As we can see, lmW is significantly faster than lm.wfit. Since for blb we call this function many times, using lmW will save us a lot of time.

We can benchmark the whole model creating function to show the difference in efficiency between the two functions. Here lm2 denotes the version using lmW.

bench::mark(
  blbmethods:::lm1(X,y,1e4),
  blbmethods:::lm2(X,y,1e4),
  check = FALSE, 
  memory = FALSE,
  relative = FALSE
)

It is apparent that lm2 is much faster.

We can try both again for length 1e5.

# create a dataset
a <- runif(1e5)
b <- runif(1e5)
c <- runif(1e5)
dat <- data.frame(a, b, c)

# create 
m <- model.frame(b ~ a + c + a * c, dat)
X <- model.matrix(b ~ a + c + a * c, m)
y <- model.response(m)

# create weights
w <- as.vector(rmultinom(1, 1e5, rep(1, nrow(X))))

bench::mark(
  lm.wfit(X, y, w),
  blbmethods:::lmW(X, y, w),
  check = FALSE, 
  memory = FALSE,
  relative = FALSE
)

Again, we also benchmark lm1 and lm2.

bench::mark(
  blbmethods:::lm1(X,y,1e5),
  blbmethods:::lm2(X,y,1e5),
  check = FALSE, 
  memory = FALSE,
  relative = FALSE
)

As we can see, our Rcpp Armadillo function lmW becomes even faster relatively.

Blbrf

This package also contains a blb implementation of the Random Forest algorithm for classification. Since Random Forests are already a bootstrap algorithm, we divide a classification dataset into m portions and create a Random Forest model for each portion with B trees. Note however that since the Random Forest Algorithm does random sampling of predictor variables, it is not reliable to use bootstrap percentile confidence intervals. Instead, we use jackknife-after-bootstrap to do so.

Creating a Blbrf Object

library(kernlab)  # for the data spam
data(spam)

All that is needed to create a blbrf object is a classification dataset.

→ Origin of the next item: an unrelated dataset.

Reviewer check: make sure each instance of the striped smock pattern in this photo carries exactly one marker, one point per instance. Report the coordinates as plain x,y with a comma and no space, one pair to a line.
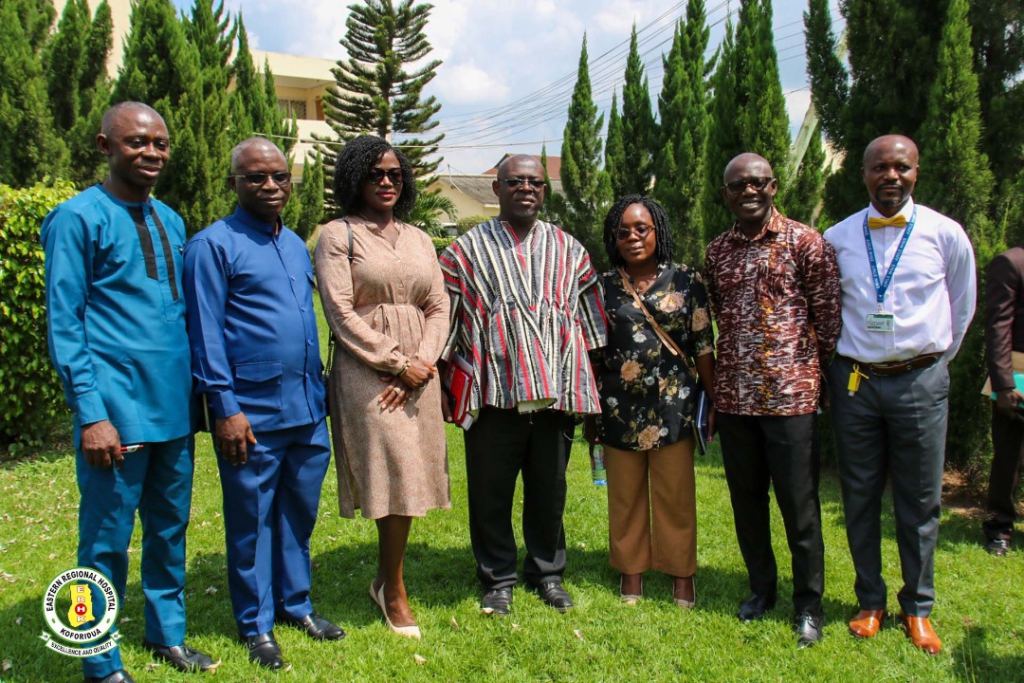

The argument m specifies the number of subsets to divide the dataset into and the argument B specifies the number of bootstrap trees to use per subset.

model <- blbrf(type ~ ., data = spam, m = 10, B = 500, nthreads = 1)

Blbrf Object Functions

print.blblrf

Printing blbrf model prints the model relationship and classification levels.

print(model)

predict.blbrf

You can use a blbrf model to predict new data samples. Here, the prediction is based off of the average of the probabilities of each subset.

new_dat <- spam[56:58,-58]
predict(model, new_dat, type = "prediction")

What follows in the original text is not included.